FWC Lt. David Bingham and a Broward County Sheriff's Office deputy safely removed the pint-sized bird from the golf course. Bingham released the owl in an open field in western Broward County.
"Never in all of my 25 years with the FWC have I seen anything like this, and I have responded to some strange calls," Bingham said. "I am very pleased the owl wasn't injured and that we could get it back to a normal habitat."
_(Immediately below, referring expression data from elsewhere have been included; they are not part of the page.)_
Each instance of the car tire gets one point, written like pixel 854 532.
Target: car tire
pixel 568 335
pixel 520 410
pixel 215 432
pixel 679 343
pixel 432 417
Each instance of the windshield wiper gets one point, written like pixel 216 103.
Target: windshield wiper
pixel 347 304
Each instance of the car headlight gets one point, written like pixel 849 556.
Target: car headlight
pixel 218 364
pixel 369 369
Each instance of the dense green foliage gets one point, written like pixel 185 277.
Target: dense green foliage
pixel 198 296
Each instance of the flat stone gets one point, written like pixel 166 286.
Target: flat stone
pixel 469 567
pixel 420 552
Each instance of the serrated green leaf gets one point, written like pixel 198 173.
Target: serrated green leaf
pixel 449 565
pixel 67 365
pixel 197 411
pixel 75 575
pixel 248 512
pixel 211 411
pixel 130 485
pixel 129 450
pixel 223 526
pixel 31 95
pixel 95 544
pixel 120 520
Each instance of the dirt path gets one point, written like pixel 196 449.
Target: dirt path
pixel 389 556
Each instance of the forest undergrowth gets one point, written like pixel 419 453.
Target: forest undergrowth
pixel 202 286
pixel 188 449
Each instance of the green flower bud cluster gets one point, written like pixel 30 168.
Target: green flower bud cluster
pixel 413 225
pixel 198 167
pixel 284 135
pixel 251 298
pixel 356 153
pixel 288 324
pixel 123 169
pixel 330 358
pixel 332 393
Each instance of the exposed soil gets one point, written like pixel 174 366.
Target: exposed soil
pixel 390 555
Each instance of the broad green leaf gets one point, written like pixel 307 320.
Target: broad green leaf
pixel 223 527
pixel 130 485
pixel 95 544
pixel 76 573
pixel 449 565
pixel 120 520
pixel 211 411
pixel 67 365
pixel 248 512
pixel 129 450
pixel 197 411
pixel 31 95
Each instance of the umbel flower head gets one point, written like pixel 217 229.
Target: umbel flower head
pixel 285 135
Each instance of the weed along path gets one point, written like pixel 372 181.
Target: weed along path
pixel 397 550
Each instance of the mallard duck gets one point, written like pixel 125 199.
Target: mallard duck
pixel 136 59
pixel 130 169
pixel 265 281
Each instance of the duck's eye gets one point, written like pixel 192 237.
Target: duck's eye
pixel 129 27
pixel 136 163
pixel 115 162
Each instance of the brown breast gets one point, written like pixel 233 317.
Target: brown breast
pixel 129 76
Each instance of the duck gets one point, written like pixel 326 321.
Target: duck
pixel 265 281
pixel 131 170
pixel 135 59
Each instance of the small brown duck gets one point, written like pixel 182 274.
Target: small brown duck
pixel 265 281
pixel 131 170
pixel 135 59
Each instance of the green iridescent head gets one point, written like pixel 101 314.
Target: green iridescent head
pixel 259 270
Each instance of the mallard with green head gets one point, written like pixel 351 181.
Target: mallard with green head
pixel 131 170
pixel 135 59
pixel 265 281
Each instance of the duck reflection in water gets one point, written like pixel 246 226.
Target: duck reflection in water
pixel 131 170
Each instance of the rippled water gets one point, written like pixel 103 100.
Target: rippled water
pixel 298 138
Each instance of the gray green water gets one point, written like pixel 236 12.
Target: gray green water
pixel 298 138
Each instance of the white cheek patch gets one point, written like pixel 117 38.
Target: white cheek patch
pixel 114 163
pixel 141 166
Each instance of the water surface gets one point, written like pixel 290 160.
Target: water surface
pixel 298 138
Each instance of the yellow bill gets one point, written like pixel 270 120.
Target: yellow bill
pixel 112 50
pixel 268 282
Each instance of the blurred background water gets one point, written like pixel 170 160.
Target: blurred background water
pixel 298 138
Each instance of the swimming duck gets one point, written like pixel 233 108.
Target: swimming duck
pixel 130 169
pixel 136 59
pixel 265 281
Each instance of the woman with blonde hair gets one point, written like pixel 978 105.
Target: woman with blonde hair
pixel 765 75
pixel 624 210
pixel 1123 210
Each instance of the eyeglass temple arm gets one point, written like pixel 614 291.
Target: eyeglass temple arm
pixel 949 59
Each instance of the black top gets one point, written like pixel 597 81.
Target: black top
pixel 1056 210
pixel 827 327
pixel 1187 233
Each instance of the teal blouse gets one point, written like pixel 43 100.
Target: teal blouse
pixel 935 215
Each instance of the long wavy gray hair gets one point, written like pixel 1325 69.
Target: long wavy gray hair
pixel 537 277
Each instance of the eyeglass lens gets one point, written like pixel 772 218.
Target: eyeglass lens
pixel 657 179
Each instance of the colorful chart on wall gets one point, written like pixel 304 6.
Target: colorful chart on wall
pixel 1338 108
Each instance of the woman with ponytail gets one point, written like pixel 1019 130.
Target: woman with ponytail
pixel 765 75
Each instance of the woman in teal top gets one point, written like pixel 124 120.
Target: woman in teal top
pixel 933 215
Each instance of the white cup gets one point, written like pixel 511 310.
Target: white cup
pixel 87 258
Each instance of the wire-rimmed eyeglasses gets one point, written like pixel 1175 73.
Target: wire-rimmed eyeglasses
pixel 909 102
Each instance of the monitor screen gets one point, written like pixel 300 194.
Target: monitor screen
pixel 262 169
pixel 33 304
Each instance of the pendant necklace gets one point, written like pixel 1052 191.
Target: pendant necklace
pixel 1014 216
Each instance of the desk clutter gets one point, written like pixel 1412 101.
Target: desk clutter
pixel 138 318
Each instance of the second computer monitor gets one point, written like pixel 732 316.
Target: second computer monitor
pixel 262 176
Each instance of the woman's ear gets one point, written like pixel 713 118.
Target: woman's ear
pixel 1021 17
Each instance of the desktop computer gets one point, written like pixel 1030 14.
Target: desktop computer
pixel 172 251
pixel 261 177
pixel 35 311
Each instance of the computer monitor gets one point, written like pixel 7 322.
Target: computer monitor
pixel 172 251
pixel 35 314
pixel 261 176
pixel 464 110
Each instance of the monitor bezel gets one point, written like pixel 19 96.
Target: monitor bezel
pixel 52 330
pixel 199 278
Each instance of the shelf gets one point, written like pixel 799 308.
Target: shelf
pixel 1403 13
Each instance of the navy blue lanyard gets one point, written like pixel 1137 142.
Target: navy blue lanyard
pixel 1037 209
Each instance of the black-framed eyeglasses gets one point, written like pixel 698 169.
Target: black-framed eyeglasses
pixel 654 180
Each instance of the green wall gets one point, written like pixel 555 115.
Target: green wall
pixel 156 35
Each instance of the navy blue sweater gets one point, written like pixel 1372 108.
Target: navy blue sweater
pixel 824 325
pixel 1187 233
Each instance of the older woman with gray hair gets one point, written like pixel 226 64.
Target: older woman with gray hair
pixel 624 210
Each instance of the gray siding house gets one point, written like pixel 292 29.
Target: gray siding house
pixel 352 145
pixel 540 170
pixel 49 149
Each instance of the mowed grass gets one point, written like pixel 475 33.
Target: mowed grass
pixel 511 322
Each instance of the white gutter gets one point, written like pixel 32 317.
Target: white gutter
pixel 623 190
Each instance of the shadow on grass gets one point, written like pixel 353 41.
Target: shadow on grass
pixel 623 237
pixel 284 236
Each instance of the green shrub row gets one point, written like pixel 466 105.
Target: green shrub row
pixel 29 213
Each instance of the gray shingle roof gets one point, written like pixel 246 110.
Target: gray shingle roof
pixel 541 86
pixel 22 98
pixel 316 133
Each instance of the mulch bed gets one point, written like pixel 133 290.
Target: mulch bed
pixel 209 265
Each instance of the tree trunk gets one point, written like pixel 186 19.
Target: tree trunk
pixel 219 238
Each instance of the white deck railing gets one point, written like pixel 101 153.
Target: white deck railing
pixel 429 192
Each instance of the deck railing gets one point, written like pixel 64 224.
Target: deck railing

As a species of special concern, Florida burrowing owls, their burrows and their eggs are protected from harassment and/or disturbance by state law. Burrowing owls also are protected by the federal Migratory Bird Treaty Act.
"Burrowing owls need to be in open, treeless areas where they can dig their burrow," said FWC biologist Ricardo Zambrano. "The artificial turf on the ship's golf course resembles the fields they use for nesting in urban areas; however, it was obviously not suitable habitat for this owl."